Saturday, August 02, 2014

The Gifts of Kindness & Grace at Home

*I accidentally deleted this post from last night. This is a repost.*

"He's not the person I married."
"Kids changed things."
"I feel like I don't know him anymore."
"There is just a distance."

I have had this heart-wrenching conversation many times in the last couple of years as marital problems changed from something people my parents' age discussed in hushed tones to being a personally relevant topic for my friends. Hours have been spent over coffee or phone lines trying to dissect where things got off track and how to resurrect them.

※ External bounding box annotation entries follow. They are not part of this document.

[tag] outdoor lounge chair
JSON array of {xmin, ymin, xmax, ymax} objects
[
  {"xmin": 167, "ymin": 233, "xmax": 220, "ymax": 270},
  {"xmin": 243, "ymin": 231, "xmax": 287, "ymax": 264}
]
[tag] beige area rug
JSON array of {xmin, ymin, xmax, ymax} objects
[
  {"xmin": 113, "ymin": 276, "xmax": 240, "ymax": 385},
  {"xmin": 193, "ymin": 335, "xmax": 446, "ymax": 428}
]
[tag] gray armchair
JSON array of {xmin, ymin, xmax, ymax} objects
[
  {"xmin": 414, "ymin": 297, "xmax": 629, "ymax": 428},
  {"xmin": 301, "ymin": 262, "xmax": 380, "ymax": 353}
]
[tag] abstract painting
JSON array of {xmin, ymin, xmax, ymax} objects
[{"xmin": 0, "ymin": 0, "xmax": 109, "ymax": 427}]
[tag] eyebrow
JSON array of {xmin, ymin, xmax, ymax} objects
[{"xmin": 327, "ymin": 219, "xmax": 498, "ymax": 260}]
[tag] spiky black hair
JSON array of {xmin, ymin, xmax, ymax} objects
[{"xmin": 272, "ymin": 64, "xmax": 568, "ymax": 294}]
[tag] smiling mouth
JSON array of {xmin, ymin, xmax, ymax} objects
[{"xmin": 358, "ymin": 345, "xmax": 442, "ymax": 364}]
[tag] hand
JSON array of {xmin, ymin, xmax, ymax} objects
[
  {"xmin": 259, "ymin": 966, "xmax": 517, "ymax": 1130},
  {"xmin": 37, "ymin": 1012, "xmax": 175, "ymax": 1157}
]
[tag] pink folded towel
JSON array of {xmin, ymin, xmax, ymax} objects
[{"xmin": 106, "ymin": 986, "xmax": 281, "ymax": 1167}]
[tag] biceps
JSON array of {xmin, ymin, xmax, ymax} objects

And here's what I realize at mid life: my husband isn't the man I married any more than I am the woman he married. Of course we aren't.  Life is dynamic. People grow, change and are marked by circumstances. It is a fact of life. We can allow this truth to divide or have it unite, encourage and push 'us' in a new and different direction. We pledged for better or for worse--not for 'same.'

I adore my husband and am incredibly grateful for all he is to our family, but life is busy and we are both tired. He spends his days focused on the needs of patients and demands that are constantly being put on him. I often feel like I've spent all day "on call' serving our family and performing mindnumbing household tasks.

What both of us want at the end of the day is to collapse into a little kindness. If we both enter the evening wrapped up in our own pity parties of how tired we are, with an expectation that the other needs to serve us or give us some space--trouble will brew. In many ways home can be the hardest place to show grace. Especially when we retreat there to have our own needs met and collide into the reality of people who need us back.

Increasingly I am realizing that the secret to relationships that last are the little things. It seems like such an oversimplification of the complexities of relationships, but as I read this article from The Atlantic on kindness and generosity in marriage, science reinforced what our faith teaches us about focusing on others. When we strive to believe the best--and respond to the little cues we get from one another--both partners are happier. As Glennon Melton says, "Somebody's got to pour that first glass..."

Frankly, on long Summer days with kids, I have learned this method of choosing love works wonders too. Freely given. Unearned. Breathing deeply and deciding to respond in love when I don't particularly feel like it. It is grace.

"I am on your team."
"I like you."
"Can I help?"
"I am glad we get to be in the same family."
"I'm sorry."

Kindness is highly effective on the toughest adolescent personality in my home. We can lock horns like rams and exhaust ourselves getting nowhere or I can inhale, pray and do the hard thing: love instead of fight. I am amazed at the results. Our kids have hearts like ours--looking for acceptance no matter what.

Crossing battle lines instead of drawing them...it's the way God loves us. When we 'get' that--allowing ourselves to be moved and changed--we will be more willing to pour grace out on those around us.

It's how I want to be treated--better than I deserve. It is what I want my heart, life and home to be marked by--and I am learning that this kind of love reaps its own beautiful reward.